9.3.3 Acquired Biliary Pathology
Gallstones are relatively uncommon in children, with a reported prevalence of up to 1.9%. They are more frequently detected in asymptomatic children because of the more widespread use of US. Chole(docho)lithiasis may be idiopathic ( Fig. 9.29 ), but in neonates and young infants it is often associated with sepsis, the use of diuretics, or total parenteral nutrition. In older children, gallstone formation may be related to obesity (an increasing problem in the pediatric age group; Fig. 9.30 ), sickle cell disease ( Fig. 9.31 ), hemolytic anemia, cystic fibrosis ( Fig. 9.32 ), and disease of the small bowel.
On US, gallstones will appear as echogenic foci with or without acoustic shadowing ( Fig. 9.33 and Fig. 9.34 ).

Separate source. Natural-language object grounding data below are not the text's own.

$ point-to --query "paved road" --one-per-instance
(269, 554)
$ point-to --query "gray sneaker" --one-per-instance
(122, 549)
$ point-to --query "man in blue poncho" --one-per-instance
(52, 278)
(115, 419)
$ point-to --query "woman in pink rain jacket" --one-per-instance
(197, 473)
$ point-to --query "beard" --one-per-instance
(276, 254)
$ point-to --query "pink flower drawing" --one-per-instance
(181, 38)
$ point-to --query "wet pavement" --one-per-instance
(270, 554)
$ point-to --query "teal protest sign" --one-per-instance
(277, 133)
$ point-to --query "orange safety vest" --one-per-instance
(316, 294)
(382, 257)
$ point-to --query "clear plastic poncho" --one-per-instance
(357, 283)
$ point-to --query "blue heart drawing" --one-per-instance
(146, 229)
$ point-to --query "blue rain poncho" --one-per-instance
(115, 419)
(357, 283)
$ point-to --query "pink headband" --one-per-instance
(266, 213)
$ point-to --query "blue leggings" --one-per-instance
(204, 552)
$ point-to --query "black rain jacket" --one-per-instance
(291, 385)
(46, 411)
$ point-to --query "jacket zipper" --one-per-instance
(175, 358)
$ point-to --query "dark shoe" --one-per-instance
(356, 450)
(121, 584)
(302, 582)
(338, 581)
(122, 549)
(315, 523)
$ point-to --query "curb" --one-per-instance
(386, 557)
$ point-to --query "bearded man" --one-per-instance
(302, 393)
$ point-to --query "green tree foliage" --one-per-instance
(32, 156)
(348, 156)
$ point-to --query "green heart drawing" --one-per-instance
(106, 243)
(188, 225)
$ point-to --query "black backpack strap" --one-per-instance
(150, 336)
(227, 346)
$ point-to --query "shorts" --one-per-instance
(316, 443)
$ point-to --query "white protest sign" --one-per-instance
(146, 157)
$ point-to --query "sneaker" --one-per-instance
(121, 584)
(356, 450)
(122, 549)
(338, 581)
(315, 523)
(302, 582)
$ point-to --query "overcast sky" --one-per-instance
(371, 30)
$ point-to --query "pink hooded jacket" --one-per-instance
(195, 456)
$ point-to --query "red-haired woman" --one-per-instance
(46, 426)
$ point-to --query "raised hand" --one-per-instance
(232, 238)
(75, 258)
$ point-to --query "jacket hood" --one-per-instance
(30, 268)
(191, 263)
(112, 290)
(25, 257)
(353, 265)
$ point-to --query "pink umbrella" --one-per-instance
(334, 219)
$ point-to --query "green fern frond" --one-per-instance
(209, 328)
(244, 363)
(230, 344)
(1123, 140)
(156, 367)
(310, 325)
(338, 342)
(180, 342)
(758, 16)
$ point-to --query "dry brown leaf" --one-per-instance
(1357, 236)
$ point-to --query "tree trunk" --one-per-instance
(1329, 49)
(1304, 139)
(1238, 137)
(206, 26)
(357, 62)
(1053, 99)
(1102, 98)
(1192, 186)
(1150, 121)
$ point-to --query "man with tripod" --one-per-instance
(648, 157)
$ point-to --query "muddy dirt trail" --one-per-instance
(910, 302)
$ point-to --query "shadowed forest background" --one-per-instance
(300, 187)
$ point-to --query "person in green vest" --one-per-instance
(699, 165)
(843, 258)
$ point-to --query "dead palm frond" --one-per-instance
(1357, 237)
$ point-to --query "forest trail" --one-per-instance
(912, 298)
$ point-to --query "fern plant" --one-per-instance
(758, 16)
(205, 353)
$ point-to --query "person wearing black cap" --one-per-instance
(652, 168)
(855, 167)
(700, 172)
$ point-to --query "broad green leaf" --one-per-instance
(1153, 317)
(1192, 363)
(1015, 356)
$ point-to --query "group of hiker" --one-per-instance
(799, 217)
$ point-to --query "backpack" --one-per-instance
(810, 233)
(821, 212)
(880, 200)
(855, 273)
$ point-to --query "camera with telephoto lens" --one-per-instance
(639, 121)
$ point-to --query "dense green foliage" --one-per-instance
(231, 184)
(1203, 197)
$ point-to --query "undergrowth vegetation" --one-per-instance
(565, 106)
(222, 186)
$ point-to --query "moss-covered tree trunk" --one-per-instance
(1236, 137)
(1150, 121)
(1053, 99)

Gallstones are calcified in approximately 50% of cases, particularly if associated with a hemolytic disorder. When located in the gallbladder, they often change in position with gravity. In the biliary tree, gallstones may cause biliary dilatation due to obstruction, which in most cases can be easily visualized on US ( Fig. 9.35 and Fig. 9.36 ). The differentiation of biliary sludge from small, nonshadowing gallstones may be difficult ( Fig. 9.37 ).
In children treated with ceftriaxone, pseudochole(docho)lithiasis, as a result of biliary precipitation, can be encountered. In these children, follow-up US, after the discontinuation of treatment, will show resolution of the pseudochole(docho)lithiasis ( Fig. 9.38 ).
In cases of symptomatic chole(docho)lithiasis, the surgical technique of choice is laparoscopic cholecystectomy. With this new surgical technique, new complications are encountered, the most important of which is damage to the biliary tree. There are four different types of injury, which can be classified as follows:
Type A: leakage of the cystic duct or peripheral intrahepatic biliary tract;
Type B: leakage from the common bile duct without the presence of a stricture;
Type C: stricture of the common bile duct without leakage;
Type D: complete transsection of the common bile duct with or without resection of a section of the common bile duct ( Fig. 9.39 ).
In these postsurgical patients, US should be used to detect intraperitoneal fluid collections, especially around the liver hilum, and dilatation of the biliary tree.